N-gram counting is a step in language model training. N-grams are generated based on words. The number of N-grams in all corpora is counted. The counting result is the number of N-grams in all documents rather than those in a single document. For more information, see ngram-count.
Configure the component
You can use one of the following methods to configure the N-gram Counting component.
Method 1: Configure the component on the pipeline page
You can configure the parameters of the N-gram Counting component on the pipeline page of Machine Learning Designer of Platform for AI (PAI). Machine Learning Designer is formerly known as Machine Learning Studio. The following table describes the parameters.

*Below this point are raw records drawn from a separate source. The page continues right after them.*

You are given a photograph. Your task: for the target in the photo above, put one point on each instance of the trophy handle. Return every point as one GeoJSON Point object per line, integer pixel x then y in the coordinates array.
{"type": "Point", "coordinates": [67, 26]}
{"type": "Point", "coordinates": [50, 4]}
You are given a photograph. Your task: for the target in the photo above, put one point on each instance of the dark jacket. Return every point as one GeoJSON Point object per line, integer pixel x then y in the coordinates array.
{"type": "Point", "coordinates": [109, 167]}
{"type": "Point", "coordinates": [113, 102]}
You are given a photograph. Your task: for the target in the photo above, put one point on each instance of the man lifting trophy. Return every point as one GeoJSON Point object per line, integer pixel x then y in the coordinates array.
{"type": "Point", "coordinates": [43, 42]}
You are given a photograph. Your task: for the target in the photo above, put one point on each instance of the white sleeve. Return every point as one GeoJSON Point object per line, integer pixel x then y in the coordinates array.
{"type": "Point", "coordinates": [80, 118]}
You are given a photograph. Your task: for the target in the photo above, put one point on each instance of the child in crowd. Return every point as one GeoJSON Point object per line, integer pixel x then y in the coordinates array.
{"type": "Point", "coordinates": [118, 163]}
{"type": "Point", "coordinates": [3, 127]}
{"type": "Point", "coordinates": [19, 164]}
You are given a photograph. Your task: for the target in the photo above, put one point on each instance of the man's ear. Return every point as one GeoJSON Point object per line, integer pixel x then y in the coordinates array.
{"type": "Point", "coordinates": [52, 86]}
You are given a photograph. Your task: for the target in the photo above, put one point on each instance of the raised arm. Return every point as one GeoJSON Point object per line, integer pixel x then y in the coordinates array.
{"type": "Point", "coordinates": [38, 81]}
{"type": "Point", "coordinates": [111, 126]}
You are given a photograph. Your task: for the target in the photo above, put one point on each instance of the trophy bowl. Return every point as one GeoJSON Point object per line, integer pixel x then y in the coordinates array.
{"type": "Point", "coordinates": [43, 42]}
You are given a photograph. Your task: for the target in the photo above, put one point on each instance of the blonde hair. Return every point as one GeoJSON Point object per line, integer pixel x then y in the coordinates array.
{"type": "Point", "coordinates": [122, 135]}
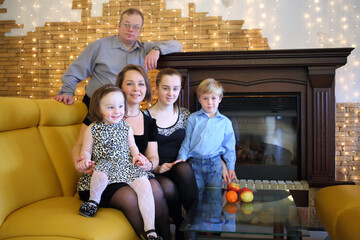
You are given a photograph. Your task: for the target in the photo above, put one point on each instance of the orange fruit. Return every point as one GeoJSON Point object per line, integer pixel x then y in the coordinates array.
{"type": "Point", "coordinates": [231, 196]}
{"type": "Point", "coordinates": [231, 208]}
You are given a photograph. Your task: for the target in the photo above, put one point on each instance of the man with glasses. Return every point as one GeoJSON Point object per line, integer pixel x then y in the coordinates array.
{"type": "Point", "coordinates": [104, 58]}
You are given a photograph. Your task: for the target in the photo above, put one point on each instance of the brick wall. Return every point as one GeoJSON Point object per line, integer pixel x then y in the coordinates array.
{"type": "Point", "coordinates": [347, 141]}
{"type": "Point", "coordinates": [32, 65]}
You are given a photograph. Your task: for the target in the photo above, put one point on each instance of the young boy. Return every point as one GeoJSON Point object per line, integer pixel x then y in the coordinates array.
{"type": "Point", "coordinates": [209, 136]}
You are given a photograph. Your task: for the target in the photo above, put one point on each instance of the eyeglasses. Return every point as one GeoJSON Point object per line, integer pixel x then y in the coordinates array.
{"type": "Point", "coordinates": [133, 26]}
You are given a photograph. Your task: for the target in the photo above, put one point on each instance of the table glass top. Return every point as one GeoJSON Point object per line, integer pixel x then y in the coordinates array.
{"type": "Point", "coordinates": [272, 212]}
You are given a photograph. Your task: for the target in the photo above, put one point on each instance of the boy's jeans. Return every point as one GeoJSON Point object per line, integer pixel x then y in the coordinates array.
{"type": "Point", "coordinates": [208, 171]}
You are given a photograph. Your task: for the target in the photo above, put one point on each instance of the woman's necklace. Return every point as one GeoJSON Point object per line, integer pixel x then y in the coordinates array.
{"type": "Point", "coordinates": [134, 115]}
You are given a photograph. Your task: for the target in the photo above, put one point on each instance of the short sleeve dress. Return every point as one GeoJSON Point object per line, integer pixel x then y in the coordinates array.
{"type": "Point", "coordinates": [170, 139]}
{"type": "Point", "coordinates": [111, 155]}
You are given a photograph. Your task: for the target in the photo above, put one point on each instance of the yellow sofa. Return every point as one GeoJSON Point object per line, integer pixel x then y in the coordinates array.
{"type": "Point", "coordinates": [338, 209]}
{"type": "Point", "coordinates": [38, 180]}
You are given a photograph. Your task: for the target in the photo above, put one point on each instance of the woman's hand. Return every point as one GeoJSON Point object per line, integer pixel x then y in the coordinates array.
{"type": "Point", "coordinates": [167, 166]}
{"type": "Point", "coordinates": [84, 165]}
{"type": "Point", "coordinates": [142, 162]}
{"type": "Point", "coordinates": [232, 176]}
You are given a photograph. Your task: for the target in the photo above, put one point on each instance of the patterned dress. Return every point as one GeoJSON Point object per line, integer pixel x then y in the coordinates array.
{"type": "Point", "coordinates": [111, 155]}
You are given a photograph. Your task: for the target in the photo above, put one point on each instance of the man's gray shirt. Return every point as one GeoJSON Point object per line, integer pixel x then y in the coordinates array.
{"type": "Point", "coordinates": [103, 59]}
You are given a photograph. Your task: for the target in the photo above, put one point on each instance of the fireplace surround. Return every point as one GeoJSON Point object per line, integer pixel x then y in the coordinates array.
{"type": "Point", "coordinates": [308, 73]}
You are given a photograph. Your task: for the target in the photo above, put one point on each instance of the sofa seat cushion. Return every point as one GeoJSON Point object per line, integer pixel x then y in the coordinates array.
{"type": "Point", "coordinates": [331, 202]}
{"type": "Point", "coordinates": [58, 218]}
{"type": "Point", "coordinates": [348, 227]}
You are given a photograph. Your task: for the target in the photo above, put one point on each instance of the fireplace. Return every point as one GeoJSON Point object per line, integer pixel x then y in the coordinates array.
{"type": "Point", "coordinates": [290, 91]}
{"type": "Point", "coordinates": [267, 133]}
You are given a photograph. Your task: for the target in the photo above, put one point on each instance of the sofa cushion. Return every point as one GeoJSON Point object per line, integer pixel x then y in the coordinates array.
{"type": "Point", "coordinates": [347, 227]}
{"type": "Point", "coordinates": [53, 113]}
{"type": "Point", "coordinates": [18, 113]}
{"type": "Point", "coordinates": [26, 173]}
{"type": "Point", "coordinates": [331, 202]}
{"type": "Point", "coordinates": [58, 218]}
{"type": "Point", "coordinates": [59, 128]}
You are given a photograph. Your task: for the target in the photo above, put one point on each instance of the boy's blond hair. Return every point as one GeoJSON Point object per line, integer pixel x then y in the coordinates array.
{"type": "Point", "coordinates": [210, 85]}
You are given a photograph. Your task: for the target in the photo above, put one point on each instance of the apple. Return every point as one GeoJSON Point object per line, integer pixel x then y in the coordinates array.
{"type": "Point", "coordinates": [246, 208]}
{"type": "Point", "coordinates": [246, 195]}
{"type": "Point", "coordinates": [234, 187]}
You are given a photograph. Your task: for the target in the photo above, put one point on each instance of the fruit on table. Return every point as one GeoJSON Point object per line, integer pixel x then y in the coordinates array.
{"type": "Point", "coordinates": [231, 208]}
{"type": "Point", "coordinates": [231, 196]}
{"type": "Point", "coordinates": [246, 208]}
{"type": "Point", "coordinates": [246, 195]}
{"type": "Point", "coordinates": [234, 187]}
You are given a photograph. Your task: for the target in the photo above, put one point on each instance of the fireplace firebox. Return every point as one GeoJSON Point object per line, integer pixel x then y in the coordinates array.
{"type": "Point", "coordinates": [267, 133]}
{"type": "Point", "coordinates": [284, 108]}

Tab | Parameter | Description |
Fields Setting | Column of Sentences in Input Table | The column that contains the sentences in the input table. |
Column of Words in the Bag-of-Words | The column that contains the words in the bag of words. | |
Words Column in Input Counting Result Table | The word column in the input counting result table. | |
Count Column in Input Counting Result Table | The count column in the input counting result table. | |
Sentence Weight Column | The column that contains weights of input sentences. | |
Parameters Setting | Maximum N-gram Length | The maximum length of N-grams. Default value: 3. |
Tuning | Optional. The number of cores. | The number of cores. By default, the system determines the value. |
Optional. Memory size per core. | The memory size of each core. By default, the system determines the value. Unit: MB. |
Method 2: Use PAI commands
Configure the component parameters by using PAI commands. You can use the SQL Script component to call PAI commands. For more information, see SQL Script.
PAI -name ngram_count
-project algo_public
-DinputTableName=pai_ngram_input
-DoutputTableName=pai_ngram_output
-DinputSelectedColNames=col0
-DweightColName=weight
-DcoreNum=2
-DmemSizePerCore=1000;
Parameter | Required | Default value | Description |
inputTableName | Yes | No default value | The name of the input table. |
outputTableName | Yes | No default value | The name of the output table. |
inputSelectedColNames | No | Name of the first STRING column | The names of the columns selected from the input table. |
weightColName | No | 1 | The name of the weight column. |
inputTablePartitions | No | All partitions | The partitions selected from the input table. |
countTableName | No | No default value | The N-gram counting output table previously generated. The table is merged into the output result. |
countWordColName | No | Second column | The name of the word column in the counting table. |
countCountColName | No | Third column | The name of the count column in the counting table. |
countTablePartitions | No | No default value | The partitions in the counting table. |
vocabTableName | No | No default value | The name of the bag-of-words table. The words that are not contained in the bag of words are marked as \<unk\. |
vocabSelectedColName | No | First STRING column | The name of the column that contains the words in the bag of words. |
vocabTablePartitions | No | No default value | The partitions in the bag-of-words table. |
order | No | 3 | The maximum length of N-grams. |
lifecycle | No | No default value | The lifecycle of the output table. |
coreNum | No | No default value | The number of cores. |
memSizePerCore | No | No default value | The memory size for each core. Unit: MB. |